I tried to prove the above mentioned statement written in the book "Serial Rings" by Gennadi Puninski.
For the first part I assumed that the module $E(M)$ is indecomposable. I was going by definitions of each term used.
A module $E(M)$ is indecomposable means $E(M)$ is non-zero and $E(M)$ can't be written as a direct sum of two non-zero submodules.
To prove $M$ uniform, we have to prove that every non-zero submodule of $M$ is essential, that is, every non-zero submodule of $M$ has a non-zero intersection with other submodules of $M$.
Now $E(M)$ is a module itself, which is the injective envelope of $M$, that is there exists an injective homomorphism $f: M \to E(M)$ and $f(M)$ is essential in $E(M)$.
Let us consider that $M$ is not uniform.
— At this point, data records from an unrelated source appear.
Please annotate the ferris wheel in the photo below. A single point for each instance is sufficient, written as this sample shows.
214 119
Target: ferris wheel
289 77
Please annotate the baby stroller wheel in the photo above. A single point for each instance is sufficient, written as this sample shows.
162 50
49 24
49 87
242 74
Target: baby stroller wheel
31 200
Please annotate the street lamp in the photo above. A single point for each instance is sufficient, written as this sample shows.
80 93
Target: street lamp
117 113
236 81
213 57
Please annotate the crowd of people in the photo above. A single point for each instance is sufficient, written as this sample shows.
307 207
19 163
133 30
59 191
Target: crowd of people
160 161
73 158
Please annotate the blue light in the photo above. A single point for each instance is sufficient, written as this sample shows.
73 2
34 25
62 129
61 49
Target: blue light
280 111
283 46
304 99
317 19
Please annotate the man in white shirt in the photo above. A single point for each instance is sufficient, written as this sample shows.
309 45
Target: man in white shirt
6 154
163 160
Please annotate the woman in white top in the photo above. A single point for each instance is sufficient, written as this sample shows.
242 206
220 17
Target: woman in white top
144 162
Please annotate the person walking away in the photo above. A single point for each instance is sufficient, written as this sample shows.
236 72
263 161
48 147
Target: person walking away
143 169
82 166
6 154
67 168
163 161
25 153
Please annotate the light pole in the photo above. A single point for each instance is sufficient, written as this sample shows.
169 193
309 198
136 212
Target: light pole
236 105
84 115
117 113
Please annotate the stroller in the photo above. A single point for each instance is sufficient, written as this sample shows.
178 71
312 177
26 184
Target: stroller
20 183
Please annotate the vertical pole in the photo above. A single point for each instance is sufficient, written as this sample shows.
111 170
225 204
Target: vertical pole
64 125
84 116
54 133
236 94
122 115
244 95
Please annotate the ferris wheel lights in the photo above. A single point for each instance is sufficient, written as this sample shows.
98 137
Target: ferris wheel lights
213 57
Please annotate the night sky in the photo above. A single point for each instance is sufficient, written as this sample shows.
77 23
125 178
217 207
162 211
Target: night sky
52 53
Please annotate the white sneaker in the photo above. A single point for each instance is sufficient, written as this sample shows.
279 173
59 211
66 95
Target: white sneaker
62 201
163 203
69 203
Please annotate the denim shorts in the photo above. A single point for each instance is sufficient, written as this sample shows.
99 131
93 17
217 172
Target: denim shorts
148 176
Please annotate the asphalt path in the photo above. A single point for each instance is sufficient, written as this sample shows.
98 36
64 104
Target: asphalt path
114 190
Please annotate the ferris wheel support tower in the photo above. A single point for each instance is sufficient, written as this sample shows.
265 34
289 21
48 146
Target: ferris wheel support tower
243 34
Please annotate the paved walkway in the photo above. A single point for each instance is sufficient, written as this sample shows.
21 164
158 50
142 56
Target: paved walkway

Then $$M \cap T = \{0\} $$ for all other submodules $T$ of $M$.
Then $M$ is a zero-module.
I can't proceed further. Please help me.
As you started, suppose $E(M)$ is indecomposable.
Let $N$ be a nonzero submodule of $M$. Then $E(N)$ is a submodule of $E(M)$.
Case 1) If $E(N)=E(M)$, that would imply $N$ is essential in $E(M)$, hence it is also essential in $M$.
Case 2) If $E(N)\neq E(M)$, then it is a direct summand (since it is an injective module.) But that would mean that $E(M)=E(N)\oplus K$ for a nonzero $K$, and that $E(M)$ is decomposable. This is not possible in light of our hypothesis.
Therefore for any nonzero submodule $N$ of $M$, only Case 1 happens.
The other direction is about as straightforward: assume $M$ is uniform. If $E(M)=A\oplus B$, then $M=(M\cap A)\oplus (M\cap B)$. By definition of uniformity, it is going to be impossible to have $M\cap A$ and $M\cap B$ nonzero. In the case $M\cap A=\{0\}$, you may deduce $A=\{0\}$ because $M$ is essential in $E(M)$. Similarly if $M\cap B=\{0\}$ you may deduce $B=\{0\}$. So there you have it, $E(M)=A\oplus B$ implies one of $A$ or $B$ is already trivial.